## Monte Carlo workshop (Tage 1 & 2)

Posted in Statistics, Travel, University life with tags , , , , , , , , , , on February 21, 2013 by xi'an

Gathering with simulators from other fields (mostly [quantum] physicists) offers both the appeal of seeing different perspectives on simulation and the diffiulty of having to filter alien vocabulary and presentation styles (generally assuming too much background from the audience). For instance; while the first talk on Tuesday by Gergely Barnaföldi about using GPUs for simulation was quite accessible, showing poor performances of the (CPU based) Mersenne twister., when using Dieharder as the evaluator. (This was in comparison with GPU-based solutions.) This provided an interesting contrapoint to the (later) seminar by Frederik James on random generators. (Of course, I did have some preliminary background on the topic.)

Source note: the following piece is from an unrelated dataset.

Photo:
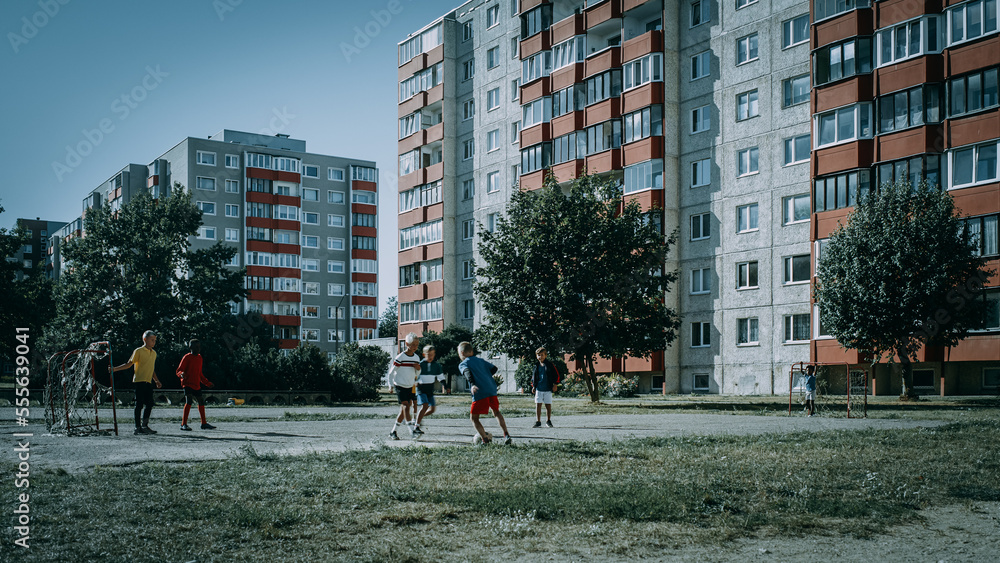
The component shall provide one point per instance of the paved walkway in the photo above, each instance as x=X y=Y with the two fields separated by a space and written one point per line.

On the opposite, the second talk by Stefan Schäfer involved hybrid Monte Carlo methods but it took a lot of efforts (for me) to translate back to my understanding of the notion, gathered from this earlier Read Paper of Girolami and Calderhead, with the heat-bath and leapfrog algorithms. One extreme talk in this regard was William Lester’s talk on Wednesday morning on quantum Monte Carlo and its applications in computational chemistry where I could not get past the formulas! Too bad because it sounded quite innovative with notions like variational Monte Carlo and diffusion Monte Carlo… Nice movies, though. On the other hand, the final talk of the morning by Gabor Molnar-Saska on option pricing was highly pedagogical, defining everything and using simple examples as illustrations. (It certainly did not cure my misgivings about modelling the evolution of stock prices via pre-defined diffusions like Black-and-Scholes’, but the introduction was welcome, given the heterogeneity of the audience.) Both talks on transportation problems were also more accessible (maybe because they involved no pysics!)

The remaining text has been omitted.